In the future, all Americans will quite likely have to take a hard look at themselves and their government in the context of world famine, a famine already in progress in places like sub-Saharan Africa. Will we be bamboozled into believing that some white, male, blue-eyed Diety has granted us 10 bananas, and 30 gasoline forever? Will Texaco and ITT persuade us that if the rest of the world can't dig being plundered, we'll simply bust in, waving Old Gory, and snatch what we are accustomed to "needing?"
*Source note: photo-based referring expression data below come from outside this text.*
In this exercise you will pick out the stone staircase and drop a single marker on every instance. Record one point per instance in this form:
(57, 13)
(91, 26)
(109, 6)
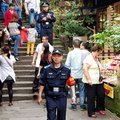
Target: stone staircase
(22, 89)
(25, 74)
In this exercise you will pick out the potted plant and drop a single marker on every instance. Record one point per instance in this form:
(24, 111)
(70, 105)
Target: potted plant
(73, 23)
(110, 36)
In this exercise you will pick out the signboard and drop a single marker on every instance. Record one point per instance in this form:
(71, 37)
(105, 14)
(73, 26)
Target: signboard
(81, 38)
(109, 91)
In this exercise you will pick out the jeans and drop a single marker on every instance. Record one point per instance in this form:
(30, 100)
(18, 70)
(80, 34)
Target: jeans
(16, 39)
(18, 10)
(95, 92)
(4, 8)
(30, 47)
(82, 92)
(34, 16)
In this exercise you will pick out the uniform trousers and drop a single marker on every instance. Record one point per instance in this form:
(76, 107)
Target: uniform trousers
(47, 32)
(95, 92)
(30, 47)
(56, 104)
(36, 81)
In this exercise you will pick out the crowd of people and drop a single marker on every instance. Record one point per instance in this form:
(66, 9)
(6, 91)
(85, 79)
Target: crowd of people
(82, 68)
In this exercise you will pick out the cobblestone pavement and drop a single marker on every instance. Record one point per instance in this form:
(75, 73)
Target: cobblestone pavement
(30, 110)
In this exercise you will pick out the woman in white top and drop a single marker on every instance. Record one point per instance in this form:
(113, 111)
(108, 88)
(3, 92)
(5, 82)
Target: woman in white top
(7, 74)
(94, 86)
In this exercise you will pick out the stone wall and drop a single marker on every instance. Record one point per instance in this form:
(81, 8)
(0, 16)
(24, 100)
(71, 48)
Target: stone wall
(114, 104)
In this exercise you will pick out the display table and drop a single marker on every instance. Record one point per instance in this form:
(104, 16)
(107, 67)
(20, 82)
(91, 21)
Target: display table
(111, 78)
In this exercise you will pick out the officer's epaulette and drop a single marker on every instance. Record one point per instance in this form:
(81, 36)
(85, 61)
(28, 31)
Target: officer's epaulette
(47, 66)
(66, 66)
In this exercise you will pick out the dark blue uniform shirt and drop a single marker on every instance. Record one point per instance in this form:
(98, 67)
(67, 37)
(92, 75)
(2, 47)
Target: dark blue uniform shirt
(53, 77)
(48, 22)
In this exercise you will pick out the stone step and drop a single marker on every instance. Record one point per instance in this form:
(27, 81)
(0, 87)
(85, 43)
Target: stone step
(19, 90)
(23, 84)
(24, 72)
(18, 97)
(24, 67)
(20, 78)
(24, 62)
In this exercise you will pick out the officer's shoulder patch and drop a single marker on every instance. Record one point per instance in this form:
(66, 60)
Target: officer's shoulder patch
(66, 67)
(47, 66)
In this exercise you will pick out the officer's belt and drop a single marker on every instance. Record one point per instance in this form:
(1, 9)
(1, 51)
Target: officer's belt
(57, 89)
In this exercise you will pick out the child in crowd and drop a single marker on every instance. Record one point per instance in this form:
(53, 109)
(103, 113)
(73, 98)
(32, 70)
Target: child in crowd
(32, 34)
(8, 14)
(46, 58)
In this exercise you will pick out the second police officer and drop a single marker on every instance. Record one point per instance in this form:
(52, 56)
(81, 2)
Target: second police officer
(54, 81)
(46, 19)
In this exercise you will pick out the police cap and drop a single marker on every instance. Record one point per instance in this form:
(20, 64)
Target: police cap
(11, 4)
(57, 51)
(45, 4)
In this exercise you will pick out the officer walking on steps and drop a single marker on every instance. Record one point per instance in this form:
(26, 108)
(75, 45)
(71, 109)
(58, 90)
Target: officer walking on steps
(46, 19)
(54, 81)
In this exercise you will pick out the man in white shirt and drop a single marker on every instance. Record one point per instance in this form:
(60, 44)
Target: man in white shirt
(37, 57)
(32, 9)
(75, 62)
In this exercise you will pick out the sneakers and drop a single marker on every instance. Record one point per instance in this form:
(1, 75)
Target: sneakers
(10, 104)
(101, 112)
(93, 116)
(1, 104)
(73, 107)
(17, 59)
(82, 109)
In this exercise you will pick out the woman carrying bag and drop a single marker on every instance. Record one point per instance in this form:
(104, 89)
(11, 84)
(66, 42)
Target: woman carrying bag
(7, 74)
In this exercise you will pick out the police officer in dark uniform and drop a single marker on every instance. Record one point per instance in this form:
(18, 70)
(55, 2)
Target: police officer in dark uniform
(46, 18)
(54, 80)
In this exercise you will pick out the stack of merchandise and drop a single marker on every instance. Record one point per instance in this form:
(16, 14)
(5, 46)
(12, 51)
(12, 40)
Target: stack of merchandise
(111, 70)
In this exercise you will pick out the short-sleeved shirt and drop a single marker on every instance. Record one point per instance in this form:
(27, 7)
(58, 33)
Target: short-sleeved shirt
(32, 33)
(39, 51)
(93, 69)
(33, 4)
(5, 68)
(17, 3)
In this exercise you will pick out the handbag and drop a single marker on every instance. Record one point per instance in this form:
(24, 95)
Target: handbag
(9, 78)
(100, 78)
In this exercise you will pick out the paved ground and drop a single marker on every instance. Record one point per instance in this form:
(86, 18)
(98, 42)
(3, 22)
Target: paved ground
(30, 110)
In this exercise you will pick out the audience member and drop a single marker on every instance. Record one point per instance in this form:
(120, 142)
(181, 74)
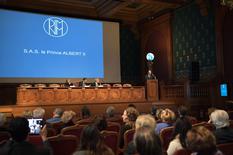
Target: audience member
(153, 111)
(85, 112)
(38, 113)
(146, 121)
(181, 127)
(147, 142)
(132, 105)
(129, 117)
(57, 113)
(27, 113)
(110, 111)
(3, 126)
(158, 115)
(83, 83)
(67, 118)
(18, 145)
(167, 119)
(91, 143)
(223, 133)
(150, 75)
(100, 122)
(201, 142)
(97, 83)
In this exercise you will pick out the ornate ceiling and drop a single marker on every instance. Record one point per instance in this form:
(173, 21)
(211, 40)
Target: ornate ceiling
(126, 11)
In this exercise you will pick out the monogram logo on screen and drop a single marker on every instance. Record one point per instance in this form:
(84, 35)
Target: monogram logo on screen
(55, 27)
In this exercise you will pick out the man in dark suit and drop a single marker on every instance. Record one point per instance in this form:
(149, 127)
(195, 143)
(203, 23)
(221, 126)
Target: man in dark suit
(83, 83)
(96, 83)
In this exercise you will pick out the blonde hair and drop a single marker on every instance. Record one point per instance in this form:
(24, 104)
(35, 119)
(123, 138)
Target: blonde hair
(219, 118)
(67, 116)
(2, 119)
(27, 113)
(132, 115)
(145, 121)
(38, 112)
(167, 115)
(200, 138)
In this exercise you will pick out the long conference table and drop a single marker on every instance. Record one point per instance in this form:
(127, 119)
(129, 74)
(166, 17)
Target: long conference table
(76, 95)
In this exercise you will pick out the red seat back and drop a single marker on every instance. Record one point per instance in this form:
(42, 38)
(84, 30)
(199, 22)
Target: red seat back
(165, 136)
(63, 144)
(111, 139)
(183, 152)
(36, 140)
(113, 126)
(227, 149)
(128, 137)
(75, 130)
(4, 135)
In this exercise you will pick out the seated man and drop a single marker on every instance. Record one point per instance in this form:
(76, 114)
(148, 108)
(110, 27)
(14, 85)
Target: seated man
(83, 83)
(223, 133)
(57, 113)
(97, 83)
(18, 145)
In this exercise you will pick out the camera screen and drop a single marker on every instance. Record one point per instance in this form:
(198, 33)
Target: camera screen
(35, 125)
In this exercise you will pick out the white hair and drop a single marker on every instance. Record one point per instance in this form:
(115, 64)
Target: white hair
(38, 112)
(219, 118)
(2, 119)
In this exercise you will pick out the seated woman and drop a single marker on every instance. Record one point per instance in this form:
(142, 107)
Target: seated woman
(181, 127)
(201, 141)
(167, 118)
(91, 143)
(145, 121)
(223, 133)
(129, 117)
(147, 142)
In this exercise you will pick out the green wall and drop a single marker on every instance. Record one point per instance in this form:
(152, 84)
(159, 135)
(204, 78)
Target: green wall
(193, 40)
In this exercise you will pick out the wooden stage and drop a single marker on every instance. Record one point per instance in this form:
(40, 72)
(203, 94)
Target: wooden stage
(97, 99)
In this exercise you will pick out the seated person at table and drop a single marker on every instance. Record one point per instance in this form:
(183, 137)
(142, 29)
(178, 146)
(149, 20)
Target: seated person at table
(97, 83)
(57, 113)
(83, 83)
(167, 119)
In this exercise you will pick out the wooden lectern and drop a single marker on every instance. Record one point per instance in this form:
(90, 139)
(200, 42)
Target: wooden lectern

 All of us will probably have to make do with less in the future. It is crucial that we face this and start learning to accomodate immediately. For instance, if Americans who eat meat and drink alcohol cut down their consumption by a manageable 20%, million of tons of grain per year would be available to feed the starving around the planet, assuming that the government made this grain available. Or, if ecologically conscious legislation forced cattlemen to raise beef on grass instead of high protein grains, more grain could be shipped overseas, though beef would become a good deal scarcer at home. 

But more importantly, something must be done to change fundamentally the predatory policies of this government. We can choose to align ourselves with General Mills or General Giap. Each alternative dictates its own program.